I haven't been a pegger since the early 90's and for some reason I had some sort of teen angst relapse. When I got home I had to look in the mirror to make sure my bangs weren't feathered and that I didn't have braces - the ones with the neon rubber bands..

Yeah.

I was some kind of cool.

Tuesday, June 24, 2008

and we were never being boring..

I am so bored with myself. Unfortunately this is not a great time for self-reinvention, seeing as my attentions are elsewhere - serenely staring at my newborn's sleeping face for example, OR serenely staring at my newborn's screaming face. All I can do is stare...serenely.

I think I've been boring for the last 10-12 months, actually. It must be something hormonal having to do with maternity and the fact that a pregnant woman's whole being is completely wrapped up in making a baby. That includes all of the (mis)firing synapses in her brain which also stare serenely at each other, waiting patiently for the time when the Hugo Chavez article in the recent The New Yorker magazine is both informational and entertaining, the topic potentially being conversation worthy at the next coffee house standard.

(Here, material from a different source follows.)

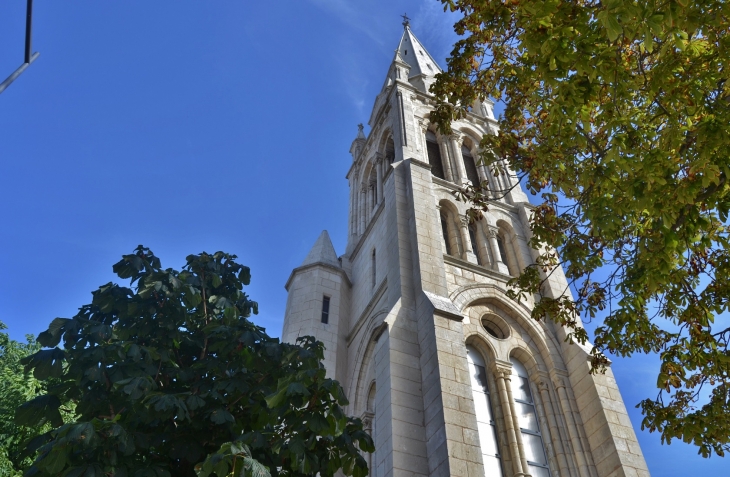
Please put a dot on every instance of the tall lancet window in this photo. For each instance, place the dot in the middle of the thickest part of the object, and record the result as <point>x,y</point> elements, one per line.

I mean who doesn't want to know about Hugo Chavez? Seriously, is he a heroic, eccentric revolutionary or is he one vote away from being a power wielding psycho? Plus 'Venezuela' is such a fun word to say!

But nope. Hugo is a no go. And all of the vaguely interesting repartee that might normally reside on the tip of my tongue is listlessly lying on the couch in front of the Game Show Network, staring serenely at a newborn.


(sigh.)

Friday, June 20, 2008

De-Composition

What exactly is the purpose of censorship, other than to piss me off? I think some may argue that it is an attempt to protect people from the offensive, the morbid, the disturbing. And even though I think censorship adds to ignorance, I am completely guilty of participating in it.

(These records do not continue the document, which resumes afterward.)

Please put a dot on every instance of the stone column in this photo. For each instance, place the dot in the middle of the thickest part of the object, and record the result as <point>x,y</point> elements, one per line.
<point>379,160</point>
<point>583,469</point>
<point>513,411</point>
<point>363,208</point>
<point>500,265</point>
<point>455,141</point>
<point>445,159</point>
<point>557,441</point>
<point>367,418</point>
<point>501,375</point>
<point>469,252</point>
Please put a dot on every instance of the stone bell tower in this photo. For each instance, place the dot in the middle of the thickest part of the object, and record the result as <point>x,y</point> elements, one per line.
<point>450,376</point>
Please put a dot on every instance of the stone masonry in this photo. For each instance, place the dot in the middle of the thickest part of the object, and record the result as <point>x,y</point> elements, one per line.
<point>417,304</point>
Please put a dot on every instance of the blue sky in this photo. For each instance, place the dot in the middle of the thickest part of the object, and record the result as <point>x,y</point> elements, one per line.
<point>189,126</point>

For example, my blog, Viaggio, began as a cool way to keep in touch with folks. It evolved into my thoughts and opinions, a place to practice writing, and then became a place for my readers. I started blogging with the idea that they - my family, my students, my friends - were hanging out on the virtual couch on my shoulder, overlooking every key stroke. I started to censor my ideas and opinions which either showed a tremendous respect for my readers, if you believe in that definition of the word, OR it exposed a character flaw in me - the fact that I can't be completely honest with my loved ones. Either way, I'm sunk. I need to be able to rationalize, lament and scream without concerning myself with the shoulder couch potatoes. I suppose the easiest way to do this is to begin afresh. Hence we have De-Composition:

De (Chinese), concept of "integrity" in Daoism and "virtue" in Confucianism

Composition (logical fallacy), a fallacy of ambiguation in which one assumes that a whole has a property solely because its various parts have that property
Composition (visual arts), the plan, placement or arrangement of the elements of art in a work
Composition (language), in literature, oratory, and rhetoric, producing a work of spoken tradition or written literature

Decomposition (or spoilage) refers to the reduction of the body of a formerly living organism into simpler forms of matter.